# Running extension wires for 240v ballasts



## B-Nabs (Jun 4, 2014)

Nope.


----------



## Dan Klover (Mar 10, 2017)

B-Nabs said:


> Nope.


Thank you for your reply. Could you tell me why it wouldn't work? Just to be clear I'm talking about the wires from the ballasts to the lamp sockets not the wires from the controller to the ballast. Thank you


----------



## B-Nabs (Jun 4, 2014)

Because you can't magically combine the outputs of two ballasts onto one set of wires and then split them back up again at the other end. It just doesn't work that way.


----------



## B-Nabs (Jun 4, 2014)

That would be like taking wires off of a bunch of breakers on the same phase, connecting them all to a bigger wire, and then at the other end splicing a bunch of smaller wires to the big one, and taking them off to run different dedicated loads.


----------



## Dan Klover (Mar 10, 2017)

B-Nabs said:


> That would be like taking wires off of a bunch of breakers on the same phase, connecting them all to a bigger wire, and then at the other end splicing a bunch of smaller wires to the big one, and taking them off to run different dedicated loads.


Thx man I get it now. Basically it would be like combing two loads into one and trying to magically split the loads at the other end. Well I could've blown up thousands of dollars worth of equipment trying to save $500 in wire. Glad I asked and glad you answered.


----------



## Southeast Power (Jan 18, 2009)

Is there some compelling reason you can't control the ballast input?
Give us a clue as to what you are trying to accomplish before the mods have their coffee and toss you out.


----------



## Bird dog (Oct 27, 2015)

After rereading the OP, I took it to mean you're running lamp or SO cord between fixtures. Only a DIYer would do that. That's just wrong on so many levels. :no:


----------



## frenchelectrican (Mar 15, 2007)

Dan Klover said:


> Can I tie together two 14/3 lamp wires from two separate ballasts into one 12/3 wire for my run and then back into two separate 14/3 at the lamp sockets? My runs are long and I'm wiring up 16 lights with 16 ballasts but I'm hoping to do two lights per extension to save on material costs. The 16 ballasts run off a single 240v controller. Thank you.

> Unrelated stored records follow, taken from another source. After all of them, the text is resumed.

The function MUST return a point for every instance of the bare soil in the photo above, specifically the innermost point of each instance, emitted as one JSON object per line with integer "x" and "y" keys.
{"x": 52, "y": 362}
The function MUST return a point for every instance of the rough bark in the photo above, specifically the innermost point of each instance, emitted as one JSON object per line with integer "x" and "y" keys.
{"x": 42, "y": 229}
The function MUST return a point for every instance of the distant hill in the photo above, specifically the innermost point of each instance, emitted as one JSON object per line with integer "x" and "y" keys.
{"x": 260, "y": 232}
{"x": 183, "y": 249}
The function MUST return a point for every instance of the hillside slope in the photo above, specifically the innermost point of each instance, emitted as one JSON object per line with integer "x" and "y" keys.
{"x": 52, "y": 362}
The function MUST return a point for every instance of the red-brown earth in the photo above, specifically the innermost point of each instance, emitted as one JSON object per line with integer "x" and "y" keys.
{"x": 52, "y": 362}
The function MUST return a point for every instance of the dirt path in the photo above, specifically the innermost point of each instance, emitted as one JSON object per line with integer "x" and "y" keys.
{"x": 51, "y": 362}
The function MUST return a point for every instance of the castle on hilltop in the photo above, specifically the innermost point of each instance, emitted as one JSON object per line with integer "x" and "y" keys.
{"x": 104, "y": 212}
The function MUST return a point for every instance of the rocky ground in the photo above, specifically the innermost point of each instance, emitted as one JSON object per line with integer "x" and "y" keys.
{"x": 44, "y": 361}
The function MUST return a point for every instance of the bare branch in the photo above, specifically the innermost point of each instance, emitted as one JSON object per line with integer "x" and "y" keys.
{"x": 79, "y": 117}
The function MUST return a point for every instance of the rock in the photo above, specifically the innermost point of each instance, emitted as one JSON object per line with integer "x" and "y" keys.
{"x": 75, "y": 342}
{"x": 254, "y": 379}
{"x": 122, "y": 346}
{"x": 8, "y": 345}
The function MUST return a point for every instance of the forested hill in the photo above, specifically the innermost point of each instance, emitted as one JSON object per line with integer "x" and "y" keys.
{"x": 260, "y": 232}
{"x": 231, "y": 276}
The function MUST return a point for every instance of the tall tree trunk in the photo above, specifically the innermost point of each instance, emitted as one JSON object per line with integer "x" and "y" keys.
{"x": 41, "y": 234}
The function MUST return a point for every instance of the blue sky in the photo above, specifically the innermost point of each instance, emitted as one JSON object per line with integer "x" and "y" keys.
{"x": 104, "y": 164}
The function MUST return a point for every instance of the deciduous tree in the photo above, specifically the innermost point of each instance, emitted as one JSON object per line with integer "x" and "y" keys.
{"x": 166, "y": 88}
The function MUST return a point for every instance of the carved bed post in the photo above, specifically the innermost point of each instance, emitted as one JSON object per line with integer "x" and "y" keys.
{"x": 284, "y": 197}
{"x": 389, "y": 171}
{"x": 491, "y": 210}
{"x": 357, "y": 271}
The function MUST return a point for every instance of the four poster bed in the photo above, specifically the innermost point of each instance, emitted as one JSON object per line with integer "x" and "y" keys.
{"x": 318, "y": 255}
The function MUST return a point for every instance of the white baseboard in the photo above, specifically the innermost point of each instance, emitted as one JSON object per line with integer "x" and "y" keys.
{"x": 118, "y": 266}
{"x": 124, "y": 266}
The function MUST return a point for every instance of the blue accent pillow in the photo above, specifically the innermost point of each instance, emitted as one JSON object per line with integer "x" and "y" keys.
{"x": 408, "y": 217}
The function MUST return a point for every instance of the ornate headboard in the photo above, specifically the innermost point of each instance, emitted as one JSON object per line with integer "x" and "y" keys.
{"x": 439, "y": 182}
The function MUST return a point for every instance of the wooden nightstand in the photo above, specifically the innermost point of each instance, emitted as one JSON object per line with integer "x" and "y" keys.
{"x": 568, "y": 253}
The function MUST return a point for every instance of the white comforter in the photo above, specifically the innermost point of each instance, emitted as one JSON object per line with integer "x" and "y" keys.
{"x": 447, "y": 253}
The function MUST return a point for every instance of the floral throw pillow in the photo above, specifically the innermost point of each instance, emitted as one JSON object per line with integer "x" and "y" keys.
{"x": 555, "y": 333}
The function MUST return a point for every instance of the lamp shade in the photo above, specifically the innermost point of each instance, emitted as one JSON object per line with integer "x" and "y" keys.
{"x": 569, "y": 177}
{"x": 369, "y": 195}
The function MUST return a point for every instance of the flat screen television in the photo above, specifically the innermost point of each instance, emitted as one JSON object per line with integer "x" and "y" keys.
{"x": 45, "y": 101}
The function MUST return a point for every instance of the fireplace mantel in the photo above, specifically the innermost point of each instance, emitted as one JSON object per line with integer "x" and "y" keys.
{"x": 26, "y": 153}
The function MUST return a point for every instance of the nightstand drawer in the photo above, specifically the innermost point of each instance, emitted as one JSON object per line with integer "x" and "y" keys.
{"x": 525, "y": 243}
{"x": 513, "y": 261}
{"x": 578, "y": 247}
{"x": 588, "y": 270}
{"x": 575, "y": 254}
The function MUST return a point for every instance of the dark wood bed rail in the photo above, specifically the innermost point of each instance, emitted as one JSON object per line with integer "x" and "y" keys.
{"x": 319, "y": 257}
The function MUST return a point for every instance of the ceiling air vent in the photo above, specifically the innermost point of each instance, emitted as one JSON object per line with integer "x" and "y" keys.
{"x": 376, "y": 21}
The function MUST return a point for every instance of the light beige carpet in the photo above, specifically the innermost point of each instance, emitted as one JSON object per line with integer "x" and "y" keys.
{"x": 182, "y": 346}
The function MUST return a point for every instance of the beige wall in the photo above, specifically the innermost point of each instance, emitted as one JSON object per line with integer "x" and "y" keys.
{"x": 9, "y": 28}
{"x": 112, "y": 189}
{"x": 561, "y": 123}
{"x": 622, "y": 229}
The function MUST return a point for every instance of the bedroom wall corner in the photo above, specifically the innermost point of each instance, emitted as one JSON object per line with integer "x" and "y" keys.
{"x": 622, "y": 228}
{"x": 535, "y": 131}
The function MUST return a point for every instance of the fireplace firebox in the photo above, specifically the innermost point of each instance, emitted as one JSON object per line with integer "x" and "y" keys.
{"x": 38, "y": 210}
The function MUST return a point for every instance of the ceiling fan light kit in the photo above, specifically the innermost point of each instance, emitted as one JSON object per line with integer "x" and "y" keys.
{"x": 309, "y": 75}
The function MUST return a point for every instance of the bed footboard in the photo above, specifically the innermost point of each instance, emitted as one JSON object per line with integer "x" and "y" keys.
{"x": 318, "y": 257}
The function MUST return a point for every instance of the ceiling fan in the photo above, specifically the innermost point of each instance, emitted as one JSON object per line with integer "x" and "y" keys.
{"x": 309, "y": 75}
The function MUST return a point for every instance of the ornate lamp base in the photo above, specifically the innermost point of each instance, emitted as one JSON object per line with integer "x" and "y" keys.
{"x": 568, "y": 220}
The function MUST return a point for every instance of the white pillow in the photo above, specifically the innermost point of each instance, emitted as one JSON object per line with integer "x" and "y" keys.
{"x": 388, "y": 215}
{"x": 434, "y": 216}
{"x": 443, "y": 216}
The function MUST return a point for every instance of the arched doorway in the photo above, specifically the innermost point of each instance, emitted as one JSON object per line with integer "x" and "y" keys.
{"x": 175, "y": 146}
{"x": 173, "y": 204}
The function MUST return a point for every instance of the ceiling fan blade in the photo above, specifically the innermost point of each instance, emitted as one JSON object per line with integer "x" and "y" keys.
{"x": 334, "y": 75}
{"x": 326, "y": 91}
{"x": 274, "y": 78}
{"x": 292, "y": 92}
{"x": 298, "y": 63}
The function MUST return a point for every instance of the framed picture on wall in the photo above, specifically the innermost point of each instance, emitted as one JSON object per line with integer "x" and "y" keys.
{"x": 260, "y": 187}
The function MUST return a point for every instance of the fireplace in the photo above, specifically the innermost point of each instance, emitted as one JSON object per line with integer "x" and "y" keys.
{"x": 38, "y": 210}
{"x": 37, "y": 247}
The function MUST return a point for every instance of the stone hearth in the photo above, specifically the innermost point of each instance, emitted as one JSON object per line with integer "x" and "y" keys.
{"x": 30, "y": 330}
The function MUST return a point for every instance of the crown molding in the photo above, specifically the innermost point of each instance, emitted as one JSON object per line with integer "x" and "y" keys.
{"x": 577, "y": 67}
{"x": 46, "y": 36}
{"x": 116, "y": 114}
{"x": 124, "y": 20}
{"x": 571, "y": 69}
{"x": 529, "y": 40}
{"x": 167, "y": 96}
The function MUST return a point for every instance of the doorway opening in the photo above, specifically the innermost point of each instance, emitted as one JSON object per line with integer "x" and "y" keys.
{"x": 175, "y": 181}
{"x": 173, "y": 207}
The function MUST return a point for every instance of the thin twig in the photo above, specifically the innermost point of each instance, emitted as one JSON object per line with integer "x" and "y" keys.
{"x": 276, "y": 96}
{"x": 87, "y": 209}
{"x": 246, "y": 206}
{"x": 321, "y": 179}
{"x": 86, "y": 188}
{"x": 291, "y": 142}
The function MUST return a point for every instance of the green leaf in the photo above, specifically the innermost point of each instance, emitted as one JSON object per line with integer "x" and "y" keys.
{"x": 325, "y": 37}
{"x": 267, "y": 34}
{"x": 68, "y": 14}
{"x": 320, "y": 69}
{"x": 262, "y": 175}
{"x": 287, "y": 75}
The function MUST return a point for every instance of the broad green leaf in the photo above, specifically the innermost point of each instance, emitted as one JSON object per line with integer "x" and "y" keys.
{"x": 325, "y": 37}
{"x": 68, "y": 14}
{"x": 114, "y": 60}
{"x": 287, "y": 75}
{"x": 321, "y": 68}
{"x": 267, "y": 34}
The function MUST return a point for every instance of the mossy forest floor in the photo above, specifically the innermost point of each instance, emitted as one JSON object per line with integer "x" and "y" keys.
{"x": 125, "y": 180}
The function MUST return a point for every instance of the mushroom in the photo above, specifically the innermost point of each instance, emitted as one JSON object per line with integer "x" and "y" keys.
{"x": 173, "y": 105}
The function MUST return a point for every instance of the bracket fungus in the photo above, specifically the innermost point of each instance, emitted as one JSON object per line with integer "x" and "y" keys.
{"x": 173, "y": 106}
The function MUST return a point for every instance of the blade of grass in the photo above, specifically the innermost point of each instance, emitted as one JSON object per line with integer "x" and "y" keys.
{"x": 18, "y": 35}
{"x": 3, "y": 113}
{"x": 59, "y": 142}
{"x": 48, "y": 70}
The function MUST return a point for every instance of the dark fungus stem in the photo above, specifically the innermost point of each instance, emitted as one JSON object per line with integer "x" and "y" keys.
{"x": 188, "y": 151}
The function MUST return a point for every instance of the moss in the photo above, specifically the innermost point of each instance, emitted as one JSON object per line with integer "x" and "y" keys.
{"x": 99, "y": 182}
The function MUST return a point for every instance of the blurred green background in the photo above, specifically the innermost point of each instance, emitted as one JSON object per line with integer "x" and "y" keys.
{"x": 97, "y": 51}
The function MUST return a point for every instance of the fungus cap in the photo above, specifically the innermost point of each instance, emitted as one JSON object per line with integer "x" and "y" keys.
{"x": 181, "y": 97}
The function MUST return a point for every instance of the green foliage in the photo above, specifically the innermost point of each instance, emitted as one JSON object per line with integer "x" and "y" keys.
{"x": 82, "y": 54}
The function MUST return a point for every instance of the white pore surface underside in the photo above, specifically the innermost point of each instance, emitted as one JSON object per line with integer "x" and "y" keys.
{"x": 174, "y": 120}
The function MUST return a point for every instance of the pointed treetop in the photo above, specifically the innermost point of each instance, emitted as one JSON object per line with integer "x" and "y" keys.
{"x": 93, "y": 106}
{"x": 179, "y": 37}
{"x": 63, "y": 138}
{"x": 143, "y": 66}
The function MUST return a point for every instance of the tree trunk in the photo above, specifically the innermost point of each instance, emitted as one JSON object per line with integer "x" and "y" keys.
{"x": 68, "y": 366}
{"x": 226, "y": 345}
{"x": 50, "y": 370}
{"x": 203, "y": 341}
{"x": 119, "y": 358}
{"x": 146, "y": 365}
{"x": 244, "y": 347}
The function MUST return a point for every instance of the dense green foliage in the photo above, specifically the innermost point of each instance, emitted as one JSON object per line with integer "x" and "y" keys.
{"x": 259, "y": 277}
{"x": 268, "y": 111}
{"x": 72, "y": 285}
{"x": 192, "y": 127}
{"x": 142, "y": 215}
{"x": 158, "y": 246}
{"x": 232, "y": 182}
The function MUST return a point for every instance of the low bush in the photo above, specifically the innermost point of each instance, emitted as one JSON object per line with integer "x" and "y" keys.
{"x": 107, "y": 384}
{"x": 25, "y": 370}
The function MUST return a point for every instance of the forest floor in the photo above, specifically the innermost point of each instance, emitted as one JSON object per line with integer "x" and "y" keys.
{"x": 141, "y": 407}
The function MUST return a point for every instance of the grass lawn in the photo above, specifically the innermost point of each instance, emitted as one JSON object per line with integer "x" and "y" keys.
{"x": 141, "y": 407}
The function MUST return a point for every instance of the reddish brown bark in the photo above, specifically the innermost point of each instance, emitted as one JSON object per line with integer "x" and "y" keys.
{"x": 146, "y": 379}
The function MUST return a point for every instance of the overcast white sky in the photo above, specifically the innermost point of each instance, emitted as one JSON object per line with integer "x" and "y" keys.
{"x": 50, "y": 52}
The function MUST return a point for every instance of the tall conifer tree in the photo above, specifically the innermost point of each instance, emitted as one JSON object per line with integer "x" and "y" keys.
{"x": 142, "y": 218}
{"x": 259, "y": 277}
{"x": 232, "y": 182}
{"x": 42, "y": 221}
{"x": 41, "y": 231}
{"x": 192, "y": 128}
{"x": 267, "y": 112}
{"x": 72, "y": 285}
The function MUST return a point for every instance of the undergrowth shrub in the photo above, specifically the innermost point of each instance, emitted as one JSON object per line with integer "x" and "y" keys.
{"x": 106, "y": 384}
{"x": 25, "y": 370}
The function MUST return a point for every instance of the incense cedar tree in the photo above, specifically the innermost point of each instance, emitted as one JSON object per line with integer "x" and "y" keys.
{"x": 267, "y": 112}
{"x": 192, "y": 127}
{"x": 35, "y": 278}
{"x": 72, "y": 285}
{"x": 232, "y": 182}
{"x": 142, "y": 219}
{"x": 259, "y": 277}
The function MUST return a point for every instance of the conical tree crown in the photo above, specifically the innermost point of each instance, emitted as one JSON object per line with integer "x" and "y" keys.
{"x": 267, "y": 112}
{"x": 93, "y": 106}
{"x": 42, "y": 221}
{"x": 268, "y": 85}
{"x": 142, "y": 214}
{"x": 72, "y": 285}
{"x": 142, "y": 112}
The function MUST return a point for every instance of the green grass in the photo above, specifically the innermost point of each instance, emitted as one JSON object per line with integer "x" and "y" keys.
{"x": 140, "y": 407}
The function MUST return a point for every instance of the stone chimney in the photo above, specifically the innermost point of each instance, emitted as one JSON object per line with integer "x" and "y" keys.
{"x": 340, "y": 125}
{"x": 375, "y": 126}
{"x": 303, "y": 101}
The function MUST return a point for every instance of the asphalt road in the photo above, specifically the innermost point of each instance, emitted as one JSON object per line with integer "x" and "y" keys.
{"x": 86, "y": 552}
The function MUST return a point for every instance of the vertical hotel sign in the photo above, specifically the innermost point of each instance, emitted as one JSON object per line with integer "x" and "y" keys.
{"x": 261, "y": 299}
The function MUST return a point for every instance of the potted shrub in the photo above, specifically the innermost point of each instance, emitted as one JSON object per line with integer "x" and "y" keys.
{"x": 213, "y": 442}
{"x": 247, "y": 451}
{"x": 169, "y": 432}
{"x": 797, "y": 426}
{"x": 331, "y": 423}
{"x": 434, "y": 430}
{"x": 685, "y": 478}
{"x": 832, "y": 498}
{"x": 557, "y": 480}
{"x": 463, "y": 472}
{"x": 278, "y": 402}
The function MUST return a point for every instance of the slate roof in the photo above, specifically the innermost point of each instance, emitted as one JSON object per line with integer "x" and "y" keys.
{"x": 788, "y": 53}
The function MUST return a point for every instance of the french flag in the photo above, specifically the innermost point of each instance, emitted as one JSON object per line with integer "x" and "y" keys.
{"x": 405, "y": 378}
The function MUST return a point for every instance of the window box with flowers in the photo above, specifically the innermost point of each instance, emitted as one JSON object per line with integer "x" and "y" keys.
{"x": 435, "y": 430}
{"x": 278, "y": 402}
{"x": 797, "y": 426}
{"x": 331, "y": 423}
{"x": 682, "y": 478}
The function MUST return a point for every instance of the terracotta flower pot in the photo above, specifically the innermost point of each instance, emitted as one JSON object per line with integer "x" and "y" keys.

What kind of ballast and type of lamps ? there in most case between the lamp and ballast there is a limitation of max distance you can use but majorty of the ballast I know most useally limit 1 to 4 meter the most unless you got probe start metal halide or old school mercury vapour lamp then it can go a bit ways all it depending all those factors it can changed a bit.

Most flourscents .,,, no way unless it spec'ed on the ballast. 

You have to read up the manufacter instruction for the contoller to set it up and type of conductors they are allowed.


----------



## Southeast Power (Jan 18, 2009)

I can remember several older installations where the ballasts were installed 40' or so away and 1000 volt rated THW run between the ballasts and lamp sockets.


----------



## frenchelectrican (Mar 15, 2007)

Suncoast Power said:


> I can remember several older installations where the ballasts were installed 40' or so away and 1000 volt rated THW run between the ballasts and lamp sockets.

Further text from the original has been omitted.